Friday, April 16, 2010
Let me begin by advising if you haven't seen Shutter Island yet, then leave this blog at once and get straight down to your nearest cinema, watch it, then come right back here and read what I have to say. This piece WILL involve major SPOILERS and in-depth dissection of said SPOILERS and as anyone who has seen the film knows, you must be completely SPOILER-free when you watch it otherwise much of its magic is lost.
I first saw Scorsese's Shutter Island as part of the Jameson Dublin International Film Festival back in February and I was completely blown away by it for several reasons. Mainly, I was entralled by Scorsese's rich storytelling and his beautifully cinematic homage to gothic horror and noir thrillers of the 1940's and 50's. As time went by I found myself thinking about the film more and more mostly because I'd spent the film theorising and trying to stay on board with the mad twists it was taking, I hadn't had time to really absorb everything the way it deserved.
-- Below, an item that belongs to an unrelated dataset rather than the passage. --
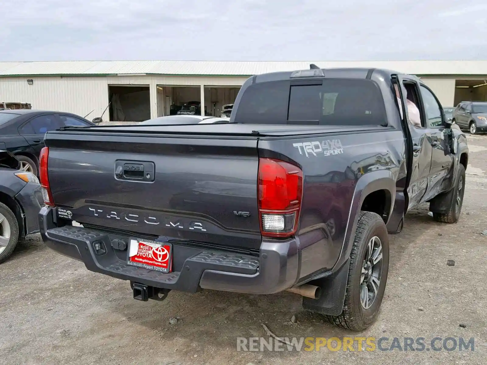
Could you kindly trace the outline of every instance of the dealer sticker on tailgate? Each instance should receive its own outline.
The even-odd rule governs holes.
[[[172,245],[167,242],[131,238],[127,264],[169,273],[172,263]]]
Scorsese has delivered a film in Shutter Island that goes beyond homage to the point that in every way possible it looks and feels like a film from the 1950's. From the acting style, to the shaky psychology to the clunky exposition ("what's that building?" - "It's an old lighthouse." Or the classic "That dock is the only way on...or off") and of course the swelling soundtrack are all indicative of the likes of Jacques Tourneur or Robert Siodmak or Robert Wise, even more so than Hitchcock who gets credited with most of the influence over this film. The plot twists and turns like nobody's business and just when you think you've got it all figured out, you change your mind time and time again until you realised you were right the first time. Many people took issue with the film because of its immature and downright ignorant view of how the brain works but this was one of my favourite parts of the film. Have you ever seen Marnie, Spellbound or The Snake Pit? All of these films show signs of a deep level of misunderstanding in a time when modern psychology theory was just finding its feet. Call me overly generous but I believe Scorsese went for this script for that very reason. Everything about this story has the stink of 1950s off it. And if you ever listen to Scorsese talk about film you will know that he is passionate about that era. I think this was his chance to recreate something that he worships and I think a slap on the back is in order because he pulled it off perfectly!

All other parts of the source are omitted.